Frank Coles has a Master Mariner qualification from the South Glamorgan Institute in Cardiff, Wales and a Masters in Maritime Law from University of Wales, Cardiff. He has held his current position as President of Inmarsat’s maritime business since early 2012. Image courtesy Inmarsat
While at the Connecticut Maritime Association conference in Stamford, Connecticut last week, one of the common threads tying many of the discussions together was that of “big data,” something which is now far more available to the shipowner than ever before.
It seems shipowners and ship managers of the future will live or die by the data they are able to gather and properly interpret, but as Inmarsat Maritime President, Frank Coles, comments in my interview with him, arriving at this ultra-efficient state of operations may take a little while.
For many, analyzing immense amounts of data gathered from their ships has been a nearly impossible job due to limited shore-side resources to analyze and make timely operational decisions on it.
Coles paints the picture of an owner which may have 75 ships with only three IT people managing those ships. Their issue has flatly been that they don’t have the resources to handle this task. However, this is now changing as “engine manufacturers and other vendors are building their systems with sensors and are creating fleet operations centers where they sift through the data, take the most relevant data, run algorithms to interpret that data, and spit out the analyses at the other end.”
A quick survey at the CMA clearly shows that the industry has recognized this issue and that vendors are ready to move on it.

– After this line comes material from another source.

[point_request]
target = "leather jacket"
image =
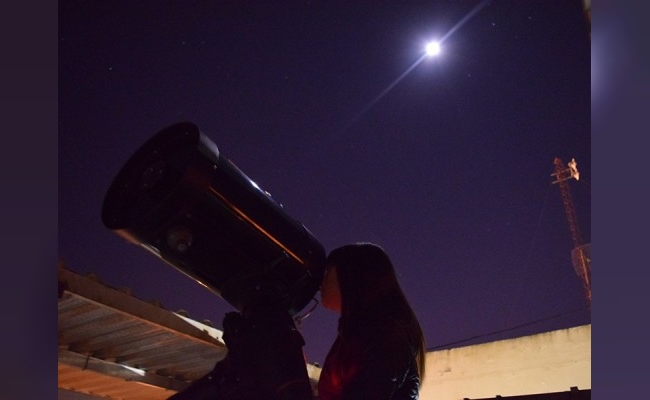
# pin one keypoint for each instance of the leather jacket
(371, 359)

However, Coles mentions another issue… protocol.
A ship is a highly integrated system and in order to make the greatest efficiency gains, the data must also be integrated.

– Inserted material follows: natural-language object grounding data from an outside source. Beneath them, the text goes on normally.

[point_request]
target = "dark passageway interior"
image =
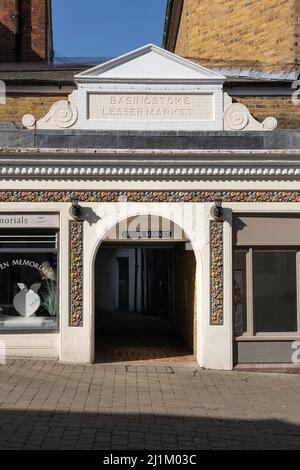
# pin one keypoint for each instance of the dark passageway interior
(144, 305)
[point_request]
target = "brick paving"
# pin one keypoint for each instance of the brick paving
(50, 405)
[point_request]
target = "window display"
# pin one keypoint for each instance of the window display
(28, 280)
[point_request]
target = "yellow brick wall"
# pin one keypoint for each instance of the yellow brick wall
(281, 107)
(17, 105)
(247, 32)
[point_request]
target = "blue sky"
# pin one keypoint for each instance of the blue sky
(105, 28)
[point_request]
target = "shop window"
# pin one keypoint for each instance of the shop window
(265, 291)
(274, 291)
(29, 279)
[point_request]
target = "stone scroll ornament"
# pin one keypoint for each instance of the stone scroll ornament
(216, 273)
(76, 273)
(62, 115)
(237, 117)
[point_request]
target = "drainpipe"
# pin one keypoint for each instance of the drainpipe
(17, 17)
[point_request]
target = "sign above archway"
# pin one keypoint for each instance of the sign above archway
(149, 89)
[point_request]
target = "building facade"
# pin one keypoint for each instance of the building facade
(151, 184)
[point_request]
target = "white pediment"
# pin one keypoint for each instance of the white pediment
(149, 63)
(149, 89)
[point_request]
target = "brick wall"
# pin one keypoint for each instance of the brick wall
(185, 295)
(34, 28)
(246, 32)
(17, 105)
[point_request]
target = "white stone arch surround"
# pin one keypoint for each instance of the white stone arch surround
(196, 240)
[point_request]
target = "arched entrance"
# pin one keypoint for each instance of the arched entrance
(145, 293)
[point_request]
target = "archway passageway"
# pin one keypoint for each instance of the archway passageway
(145, 302)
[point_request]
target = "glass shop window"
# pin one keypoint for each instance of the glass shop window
(265, 291)
(29, 279)
(274, 291)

“The problem is aligning all the stakeholders,” notes Coles. “Yards, vendors, owners, ship managers, and class need to agree what data should be there, and what format it should be in. There are many standards and if you’re going to have a centralized system, the data all needs to have the same protocol.”
“In maritime, we’re looking to provide a managed provider solution. At this time, we have 75 application providers which are looking to build applications on our platform to service the industry. And that stretches across many providers including weather, charts, sensor companies and of course media.

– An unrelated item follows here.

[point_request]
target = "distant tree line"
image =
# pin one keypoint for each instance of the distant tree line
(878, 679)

“The whole thing is that there’s a million seafarers at sea at any one time, give or take, and the great conundrum is to reach all of them at any one time.”
What have you gained from the discussions this week?
“I’ve been very encouraged by the number of shipping companies who are looking at remote monitoring of their ships on a much more sophisticated level. There’s at least one provider here which has a 7×24 fleet monitoring system feeding a green, yellow, red status of the systems.
“And we’re not just talking about the main engines, we’re talking about everything.
“I can see in 10 to15 years’ time, ships having greatly reduced crews, or different kinds of people on board the ship during their voyages. The industry seems to be embracing the idea that technology and communications together can bring them to a much more efficient way of running their operations.”
Do you think Rolls-Royce’s idea of a remote controlled ship is far-fetched?
“No. Definitely not. I mean, the far-fetched part of it is the road blockers in our industry, it’s the mind-set, the culture that is the problem. Everybody born after 1980 is a native of this new way of thinking, unfortunately the IMO is populated by people born before that time. Class is the same.
“The IMO is a great body which has done great things for us, but it hasn’t kept up with the times. Tradition is its motto, and caution is its war cry.
“Until we change the way we think about what technology can give us, we won’t get there as fast as we could.”